Amir Sanjar, superintendent of the harams and governor of Gaza, known for his madrasa and mausoleum in Cairo from 1303, is said to have had a refined appreciation for architecture. He was a well-versed scholar in the law of the Shafi School; in his final years, he issued fatwas and was included in the biographical encyclopedia of Shafi scholars. According to scholar Michael Burgoyne, the madrasa of Amir Sanjar was built between 1315 and 1320; no textual documentation of a precise date of construction is available.
The madrasa is located at the highest area on the border of the Haram al-Sharif, north of the Dome of the Rock. This site is home to vestiges of ancient structures such as the Antonia, destroyed in 70 CE, and the enclosure of the Herodian Temple, as well as a Crusader chapel. An Ayyubid grave is located under the remains of the Crusader porch and marked by a cenotaph.
According to historical literary sources and the existing remains, the plan of this madrasa comprised a tripartite kibla unit of an iwan, (a large vaulted semi-enclosed space flanked by two rooms on the south side of a rectangular courtyard), which was enclosed to the east, west and north by cells. The entrance vestibule would have been across the courtyard from the prayer hall of the iwan. Student classes would have occupied the side cells, and the iwan itself was also used as a lecture hall for large functions and lessons. All that survives is the iwan flanked by two rooms; the courtyard, with its three sides of cells, no longer exists.

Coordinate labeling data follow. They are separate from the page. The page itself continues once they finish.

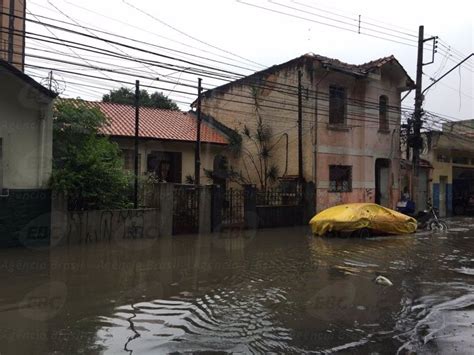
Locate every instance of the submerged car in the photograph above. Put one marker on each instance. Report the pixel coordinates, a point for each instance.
(362, 219)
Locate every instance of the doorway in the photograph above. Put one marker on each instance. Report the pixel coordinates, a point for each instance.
(443, 182)
(382, 179)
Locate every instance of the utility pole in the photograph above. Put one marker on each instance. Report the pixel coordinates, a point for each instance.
(417, 140)
(11, 30)
(418, 104)
(300, 129)
(50, 80)
(137, 122)
(197, 151)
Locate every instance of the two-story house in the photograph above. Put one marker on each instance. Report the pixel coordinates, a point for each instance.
(350, 124)
(451, 155)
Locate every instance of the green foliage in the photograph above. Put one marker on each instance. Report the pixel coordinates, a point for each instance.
(127, 96)
(88, 168)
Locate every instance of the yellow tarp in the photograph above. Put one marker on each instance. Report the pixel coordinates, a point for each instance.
(356, 216)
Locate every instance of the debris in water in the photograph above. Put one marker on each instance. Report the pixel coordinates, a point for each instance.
(382, 280)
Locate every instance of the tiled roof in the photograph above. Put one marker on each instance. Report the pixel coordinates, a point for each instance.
(155, 123)
(353, 69)
(362, 69)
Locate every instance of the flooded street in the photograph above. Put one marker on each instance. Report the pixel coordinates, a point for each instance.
(278, 290)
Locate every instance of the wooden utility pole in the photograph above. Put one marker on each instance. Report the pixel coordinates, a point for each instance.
(137, 122)
(300, 128)
(197, 151)
(417, 140)
(417, 144)
(11, 31)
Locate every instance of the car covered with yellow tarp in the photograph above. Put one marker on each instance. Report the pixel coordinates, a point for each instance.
(370, 218)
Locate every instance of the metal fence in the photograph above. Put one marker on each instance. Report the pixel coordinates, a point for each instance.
(233, 213)
(279, 197)
(185, 209)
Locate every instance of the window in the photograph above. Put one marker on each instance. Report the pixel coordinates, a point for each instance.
(383, 113)
(337, 105)
(340, 178)
(442, 158)
(129, 159)
(165, 165)
(460, 160)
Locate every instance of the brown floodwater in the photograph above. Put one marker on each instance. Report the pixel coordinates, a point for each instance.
(279, 290)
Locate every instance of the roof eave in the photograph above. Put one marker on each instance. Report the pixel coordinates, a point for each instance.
(27, 79)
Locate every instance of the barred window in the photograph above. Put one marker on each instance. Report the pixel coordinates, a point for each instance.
(337, 105)
(442, 158)
(461, 160)
(129, 159)
(383, 113)
(340, 178)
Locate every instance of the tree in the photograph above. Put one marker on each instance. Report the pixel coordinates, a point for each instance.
(254, 147)
(87, 167)
(127, 96)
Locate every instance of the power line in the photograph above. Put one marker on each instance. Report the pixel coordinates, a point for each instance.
(188, 35)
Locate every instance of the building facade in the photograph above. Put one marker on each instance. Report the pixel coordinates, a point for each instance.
(451, 153)
(167, 141)
(350, 124)
(25, 157)
(12, 32)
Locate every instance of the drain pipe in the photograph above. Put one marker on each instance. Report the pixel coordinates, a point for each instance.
(41, 147)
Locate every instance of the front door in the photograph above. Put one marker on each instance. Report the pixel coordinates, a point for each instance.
(443, 180)
(382, 187)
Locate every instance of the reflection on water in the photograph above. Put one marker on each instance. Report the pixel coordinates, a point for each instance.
(274, 290)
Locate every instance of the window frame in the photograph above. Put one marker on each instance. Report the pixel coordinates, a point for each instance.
(384, 124)
(339, 183)
(336, 100)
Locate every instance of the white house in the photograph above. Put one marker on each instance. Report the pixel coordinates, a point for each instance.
(25, 151)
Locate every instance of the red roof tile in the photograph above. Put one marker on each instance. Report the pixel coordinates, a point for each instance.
(156, 123)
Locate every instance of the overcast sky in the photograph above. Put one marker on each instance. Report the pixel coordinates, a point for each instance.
(268, 38)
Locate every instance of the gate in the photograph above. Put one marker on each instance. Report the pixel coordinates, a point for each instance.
(185, 209)
(279, 208)
(233, 208)
(249, 208)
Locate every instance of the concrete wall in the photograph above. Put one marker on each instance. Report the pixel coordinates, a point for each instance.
(18, 25)
(26, 135)
(359, 144)
(208, 152)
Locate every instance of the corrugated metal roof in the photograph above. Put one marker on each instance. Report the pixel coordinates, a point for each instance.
(155, 123)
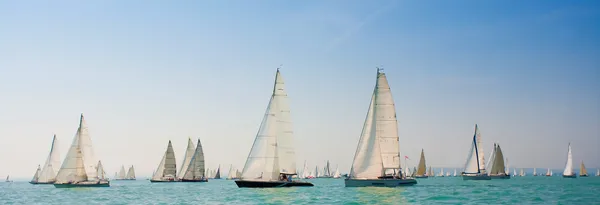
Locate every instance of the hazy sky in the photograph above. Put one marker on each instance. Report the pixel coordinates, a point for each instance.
(145, 72)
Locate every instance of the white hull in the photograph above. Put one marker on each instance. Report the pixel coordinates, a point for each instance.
(379, 182)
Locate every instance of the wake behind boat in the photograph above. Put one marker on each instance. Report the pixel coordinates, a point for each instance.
(79, 169)
(475, 166)
(377, 157)
(271, 162)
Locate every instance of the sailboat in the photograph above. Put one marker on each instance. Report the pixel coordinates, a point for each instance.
(326, 171)
(47, 175)
(122, 174)
(498, 171)
(568, 173)
(189, 152)
(377, 157)
(582, 170)
(272, 159)
(36, 175)
(475, 166)
(422, 169)
(195, 169)
(79, 169)
(167, 169)
(130, 174)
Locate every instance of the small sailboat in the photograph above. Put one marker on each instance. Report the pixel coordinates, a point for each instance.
(167, 169)
(568, 173)
(47, 174)
(189, 152)
(475, 166)
(422, 168)
(79, 169)
(582, 170)
(271, 162)
(130, 174)
(377, 157)
(36, 176)
(195, 170)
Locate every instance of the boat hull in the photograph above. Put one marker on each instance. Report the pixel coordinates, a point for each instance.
(101, 184)
(477, 177)
(194, 180)
(270, 184)
(379, 182)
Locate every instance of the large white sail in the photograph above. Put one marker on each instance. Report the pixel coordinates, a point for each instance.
(52, 164)
(189, 152)
(569, 165)
(130, 173)
(195, 170)
(378, 148)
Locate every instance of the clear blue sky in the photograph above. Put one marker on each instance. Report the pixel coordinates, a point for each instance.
(145, 72)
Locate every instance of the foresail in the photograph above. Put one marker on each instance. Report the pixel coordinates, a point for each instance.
(386, 124)
(285, 141)
(263, 155)
(367, 163)
(189, 153)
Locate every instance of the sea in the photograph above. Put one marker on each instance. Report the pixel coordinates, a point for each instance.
(436, 190)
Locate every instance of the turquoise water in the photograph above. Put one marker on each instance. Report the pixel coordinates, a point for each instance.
(440, 190)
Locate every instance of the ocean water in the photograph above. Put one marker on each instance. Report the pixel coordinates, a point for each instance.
(439, 190)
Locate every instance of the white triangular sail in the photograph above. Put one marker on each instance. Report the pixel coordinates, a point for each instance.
(79, 164)
(130, 173)
(167, 167)
(378, 148)
(52, 164)
(195, 170)
(189, 153)
(569, 165)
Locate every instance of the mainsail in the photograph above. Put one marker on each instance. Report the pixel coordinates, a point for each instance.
(378, 148)
(422, 165)
(189, 153)
(272, 152)
(79, 164)
(195, 170)
(569, 165)
(52, 164)
(167, 167)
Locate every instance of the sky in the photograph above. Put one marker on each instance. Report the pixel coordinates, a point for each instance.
(144, 72)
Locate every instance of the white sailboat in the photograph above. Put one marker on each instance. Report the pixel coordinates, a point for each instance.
(189, 152)
(47, 175)
(569, 173)
(79, 169)
(377, 157)
(475, 166)
(272, 159)
(130, 173)
(195, 169)
(167, 169)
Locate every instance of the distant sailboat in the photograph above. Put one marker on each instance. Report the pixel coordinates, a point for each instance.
(167, 169)
(475, 166)
(568, 173)
(189, 152)
(47, 175)
(422, 168)
(79, 169)
(272, 160)
(377, 157)
(582, 170)
(130, 174)
(195, 169)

The steps leading to the Jawiliyya compound have been in their place since the sixth century with little change. The present compound is composed of two rectangular podiums built of various reused stones from different periods connected by steps. The first eight steps lead to the first podium and a second set of five steps lead to the second podium.
The existing elevation of the surviving portion of the building is part of the northern boundary of the Haram. The madrasa was built along the remains of the ancient wall, which consists of varying rock and stonework dating to various periods. Herodian-style stone is found at the very base of the wall, topped by various post-Herodian repairs and stonework. The Crusader chapel, devoid of Crusader iconography, was annexed to the madrasa compound, and windows were added to provide direct views of the Haram from the iwan.

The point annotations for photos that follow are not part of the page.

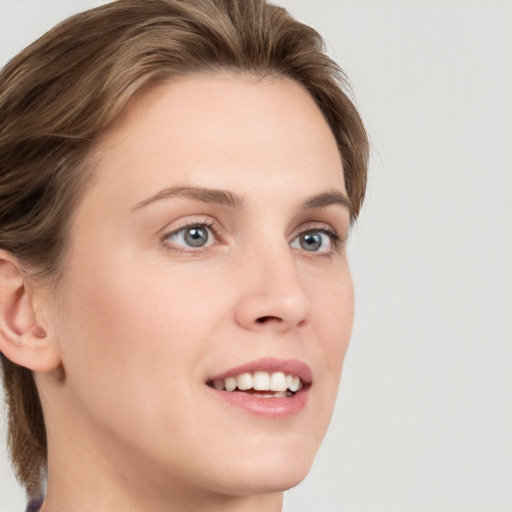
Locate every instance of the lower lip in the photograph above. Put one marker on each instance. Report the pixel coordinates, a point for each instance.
(272, 408)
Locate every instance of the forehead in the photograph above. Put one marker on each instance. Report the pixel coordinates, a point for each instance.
(222, 131)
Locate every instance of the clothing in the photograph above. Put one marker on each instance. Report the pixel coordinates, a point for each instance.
(35, 504)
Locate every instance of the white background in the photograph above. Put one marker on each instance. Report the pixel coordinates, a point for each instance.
(424, 417)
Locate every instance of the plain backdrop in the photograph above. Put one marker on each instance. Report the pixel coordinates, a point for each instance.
(424, 416)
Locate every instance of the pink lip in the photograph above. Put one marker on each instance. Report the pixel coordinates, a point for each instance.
(271, 408)
(271, 364)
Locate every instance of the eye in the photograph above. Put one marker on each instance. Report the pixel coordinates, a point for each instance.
(193, 236)
(315, 240)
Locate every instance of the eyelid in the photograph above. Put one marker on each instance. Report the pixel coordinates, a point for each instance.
(337, 239)
(190, 222)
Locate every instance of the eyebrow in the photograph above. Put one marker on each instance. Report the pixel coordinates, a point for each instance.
(204, 195)
(231, 200)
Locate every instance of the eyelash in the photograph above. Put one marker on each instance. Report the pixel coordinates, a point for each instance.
(336, 240)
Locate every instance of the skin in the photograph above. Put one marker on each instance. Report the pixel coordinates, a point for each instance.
(141, 320)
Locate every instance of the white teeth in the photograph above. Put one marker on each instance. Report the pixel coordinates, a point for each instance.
(244, 381)
(218, 384)
(295, 384)
(230, 383)
(276, 383)
(261, 381)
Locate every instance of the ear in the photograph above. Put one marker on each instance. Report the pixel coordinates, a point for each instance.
(24, 338)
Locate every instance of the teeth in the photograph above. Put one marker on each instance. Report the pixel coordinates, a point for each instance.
(261, 381)
(276, 384)
(230, 383)
(278, 381)
(244, 381)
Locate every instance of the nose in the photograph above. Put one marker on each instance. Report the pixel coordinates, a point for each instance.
(272, 295)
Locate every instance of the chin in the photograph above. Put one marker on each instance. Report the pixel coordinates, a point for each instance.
(269, 471)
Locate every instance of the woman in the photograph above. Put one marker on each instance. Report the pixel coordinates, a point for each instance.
(177, 183)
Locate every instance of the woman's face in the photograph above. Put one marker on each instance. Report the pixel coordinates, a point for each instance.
(209, 245)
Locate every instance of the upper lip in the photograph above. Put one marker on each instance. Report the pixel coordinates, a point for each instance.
(270, 365)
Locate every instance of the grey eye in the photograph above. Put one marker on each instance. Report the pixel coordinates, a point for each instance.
(196, 236)
(310, 241)
(313, 241)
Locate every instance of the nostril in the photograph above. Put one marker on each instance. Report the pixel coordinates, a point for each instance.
(265, 319)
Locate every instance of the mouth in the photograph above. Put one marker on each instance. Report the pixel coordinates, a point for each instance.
(260, 384)
(268, 387)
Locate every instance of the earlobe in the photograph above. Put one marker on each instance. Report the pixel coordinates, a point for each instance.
(23, 340)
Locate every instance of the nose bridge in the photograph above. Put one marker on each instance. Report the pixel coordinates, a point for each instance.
(272, 293)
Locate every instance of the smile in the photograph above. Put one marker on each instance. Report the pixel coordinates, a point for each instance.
(261, 384)
(268, 387)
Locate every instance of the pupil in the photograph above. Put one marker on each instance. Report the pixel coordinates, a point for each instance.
(311, 241)
(196, 237)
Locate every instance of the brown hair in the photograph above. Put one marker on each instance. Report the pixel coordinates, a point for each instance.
(58, 94)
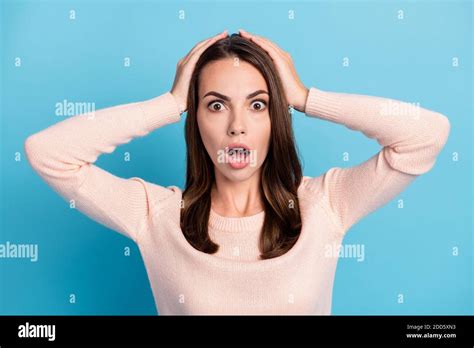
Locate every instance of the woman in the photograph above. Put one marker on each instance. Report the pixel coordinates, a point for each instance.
(248, 234)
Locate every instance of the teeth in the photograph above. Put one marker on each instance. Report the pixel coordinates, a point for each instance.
(239, 150)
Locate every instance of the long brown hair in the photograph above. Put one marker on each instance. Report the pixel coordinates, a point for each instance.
(281, 171)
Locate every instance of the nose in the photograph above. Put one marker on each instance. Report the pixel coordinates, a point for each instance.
(236, 127)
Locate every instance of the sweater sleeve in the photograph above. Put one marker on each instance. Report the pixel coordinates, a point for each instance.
(411, 139)
(64, 154)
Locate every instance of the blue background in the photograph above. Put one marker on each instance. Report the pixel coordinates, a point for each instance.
(408, 251)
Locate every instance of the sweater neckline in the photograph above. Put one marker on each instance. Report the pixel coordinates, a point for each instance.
(305, 196)
(236, 224)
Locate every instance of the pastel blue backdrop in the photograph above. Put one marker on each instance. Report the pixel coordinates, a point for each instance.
(408, 251)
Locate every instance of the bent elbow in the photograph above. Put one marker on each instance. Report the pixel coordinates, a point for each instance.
(442, 130)
(33, 153)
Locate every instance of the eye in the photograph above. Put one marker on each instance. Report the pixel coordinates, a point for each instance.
(260, 105)
(215, 105)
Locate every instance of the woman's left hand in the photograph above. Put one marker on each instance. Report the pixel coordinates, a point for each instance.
(296, 93)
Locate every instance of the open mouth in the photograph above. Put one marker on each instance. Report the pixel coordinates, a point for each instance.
(241, 151)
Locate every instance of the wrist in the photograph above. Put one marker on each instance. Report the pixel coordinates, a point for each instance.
(180, 102)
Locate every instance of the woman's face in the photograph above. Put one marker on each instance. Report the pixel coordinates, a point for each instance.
(233, 108)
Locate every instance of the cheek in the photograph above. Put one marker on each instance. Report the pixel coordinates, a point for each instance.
(264, 136)
(209, 134)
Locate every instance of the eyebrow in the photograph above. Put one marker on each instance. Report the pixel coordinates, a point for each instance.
(251, 95)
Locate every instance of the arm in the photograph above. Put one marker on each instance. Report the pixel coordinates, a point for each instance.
(410, 147)
(63, 155)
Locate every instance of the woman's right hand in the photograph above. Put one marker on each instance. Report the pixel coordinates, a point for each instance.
(185, 68)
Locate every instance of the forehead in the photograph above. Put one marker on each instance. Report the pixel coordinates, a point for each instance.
(235, 79)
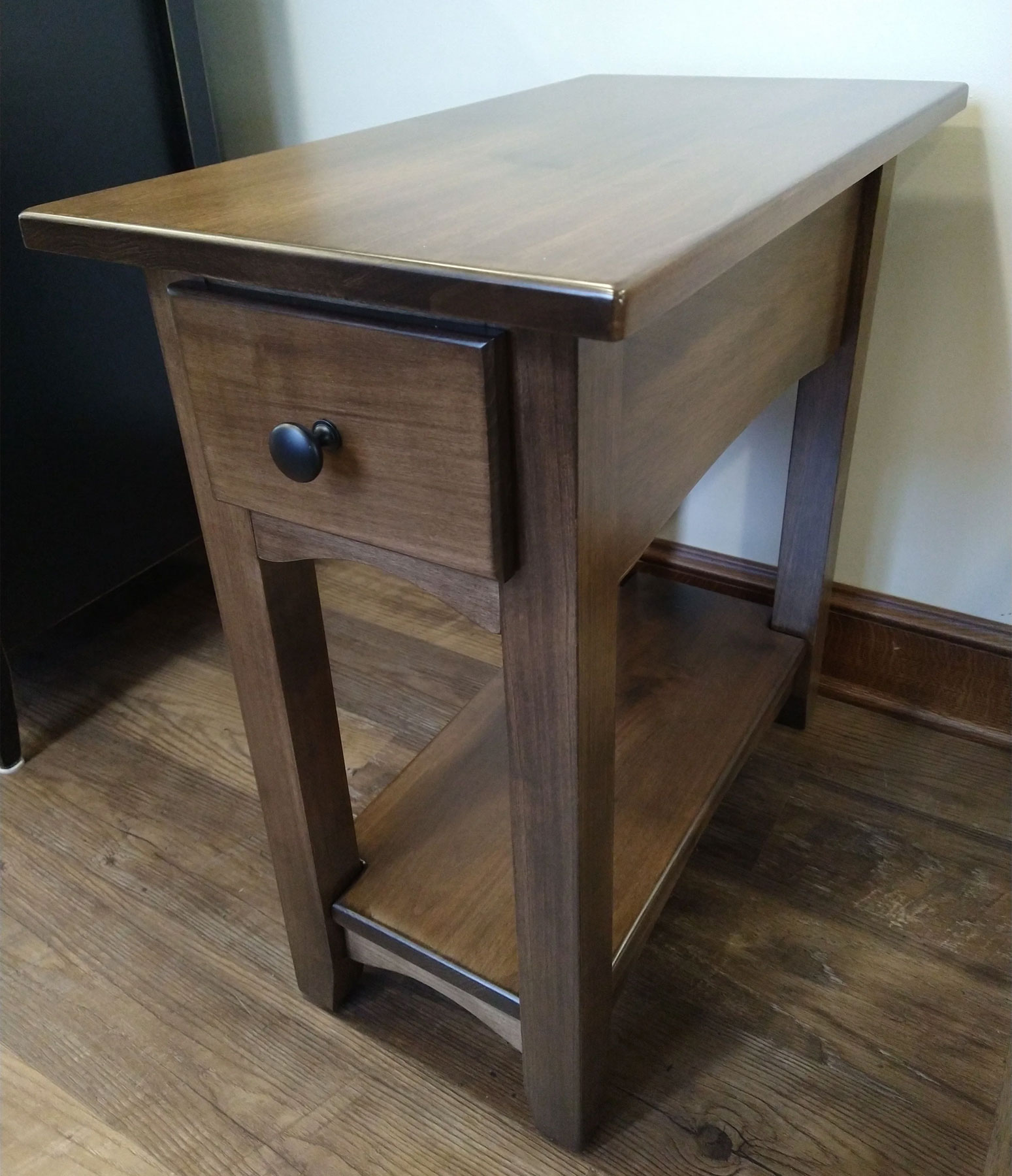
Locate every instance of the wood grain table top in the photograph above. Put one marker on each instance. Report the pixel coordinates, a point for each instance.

The clearest and best preserved component of the madrasa compound is the iwan with its great pointed arch, spanning over six meters and rising over seven meters high. The iwan sat on the highest point on the site, which explains the raising of the cells around the courtyard on podiums to the level of the iwan itself. The iwan's south wall has three grilled windows overlooking the Haram; the middle window, which is taller and wider than the two flanking it, replaces a qibla niche. Thus the window, as a symbolic mihrab, frames the Dome of the Rock. The two adjoining rooms are almost identical with cross vaults spanning the space from corbelled imposts with deep barrel-vaulted recesses into the ancient wall.

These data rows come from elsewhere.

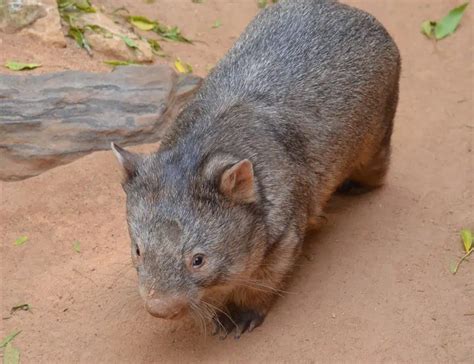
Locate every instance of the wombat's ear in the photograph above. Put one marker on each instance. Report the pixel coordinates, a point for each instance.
(128, 161)
(237, 182)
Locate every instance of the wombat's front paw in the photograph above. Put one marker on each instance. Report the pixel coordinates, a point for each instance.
(238, 319)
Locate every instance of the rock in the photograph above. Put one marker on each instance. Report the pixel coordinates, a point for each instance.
(53, 119)
(17, 14)
(109, 41)
(48, 28)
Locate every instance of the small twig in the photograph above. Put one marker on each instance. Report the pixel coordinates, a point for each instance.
(462, 260)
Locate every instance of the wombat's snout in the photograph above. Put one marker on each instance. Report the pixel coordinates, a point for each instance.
(169, 308)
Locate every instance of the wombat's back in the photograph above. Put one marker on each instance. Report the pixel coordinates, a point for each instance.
(305, 51)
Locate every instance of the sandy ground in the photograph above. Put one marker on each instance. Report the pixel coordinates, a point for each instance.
(374, 285)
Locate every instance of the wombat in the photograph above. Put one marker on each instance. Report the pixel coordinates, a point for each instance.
(303, 104)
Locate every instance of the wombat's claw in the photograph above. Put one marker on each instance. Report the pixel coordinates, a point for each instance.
(239, 320)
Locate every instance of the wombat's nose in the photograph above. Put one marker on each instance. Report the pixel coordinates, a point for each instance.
(166, 308)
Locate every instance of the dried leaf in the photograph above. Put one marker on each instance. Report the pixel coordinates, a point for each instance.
(450, 22)
(21, 240)
(466, 236)
(77, 246)
(19, 66)
(22, 307)
(129, 42)
(11, 355)
(9, 338)
(115, 62)
(182, 67)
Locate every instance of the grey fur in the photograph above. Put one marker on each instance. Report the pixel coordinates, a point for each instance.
(307, 94)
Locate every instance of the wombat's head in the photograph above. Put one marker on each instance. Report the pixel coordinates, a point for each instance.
(195, 227)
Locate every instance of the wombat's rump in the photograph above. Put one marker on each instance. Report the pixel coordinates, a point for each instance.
(301, 105)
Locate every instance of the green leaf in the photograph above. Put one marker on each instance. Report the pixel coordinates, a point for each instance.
(85, 6)
(77, 246)
(171, 33)
(21, 240)
(19, 66)
(450, 22)
(11, 355)
(155, 47)
(182, 67)
(9, 338)
(129, 42)
(142, 23)
(115, 62)
(78, 35)
(23, 307)
(427, 28)
(466, 236)
(99, 30)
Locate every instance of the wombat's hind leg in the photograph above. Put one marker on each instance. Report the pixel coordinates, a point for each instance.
(368, 176)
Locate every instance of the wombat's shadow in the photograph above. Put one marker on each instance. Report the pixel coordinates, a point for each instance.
(186, 337)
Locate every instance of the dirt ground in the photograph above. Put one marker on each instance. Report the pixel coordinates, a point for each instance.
(374, 285)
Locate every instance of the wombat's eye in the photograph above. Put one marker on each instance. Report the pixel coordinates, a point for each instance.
(197, 261)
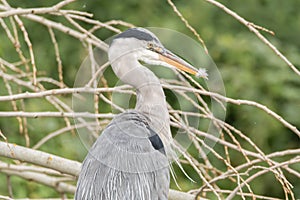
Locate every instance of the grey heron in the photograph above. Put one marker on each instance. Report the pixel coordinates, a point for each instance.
(129, 160)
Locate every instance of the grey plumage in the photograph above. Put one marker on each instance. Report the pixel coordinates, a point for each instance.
(123, 164)
(129, 161)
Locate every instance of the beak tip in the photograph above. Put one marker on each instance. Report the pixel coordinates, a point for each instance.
(202, 73)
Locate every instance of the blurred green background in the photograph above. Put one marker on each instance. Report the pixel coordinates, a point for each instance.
(250, 70)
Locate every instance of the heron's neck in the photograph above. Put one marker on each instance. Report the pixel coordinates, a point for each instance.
(151, 102)
(150, 96)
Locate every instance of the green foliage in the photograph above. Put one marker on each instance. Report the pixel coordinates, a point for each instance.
(250, 70)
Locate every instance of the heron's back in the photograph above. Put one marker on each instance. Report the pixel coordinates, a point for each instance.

The compound was part of the seat of government of Jerusalem in the beginning of the fifteenth century and continued to be used as such until Jerusalem's Ottoman rulers of the city moved the goverment to the new serai in 1870. There are Ottoman-period additions that were built atop the surviving structure, as well as a modern school, to the west of the madrasa's remains. The modern school dates back to the British Mandate of 1923-24. The founding of this school led to many alterations, including the destruction of some parts of the compound that had survived until that point.
Sources:
Burgoyne, Michael. Mamluk Jerusalem, 201-210. London: The British School of Archaeology in Jerusalem Press, 1987.
Najm, Yusuf. Kunuz al-Quds, 179-181. Milano: SAGDOS, 1983.
Rosovsky, Nitza. City of the Great King, 396-398. Cambridge, MA: Harvard University Press, 1996.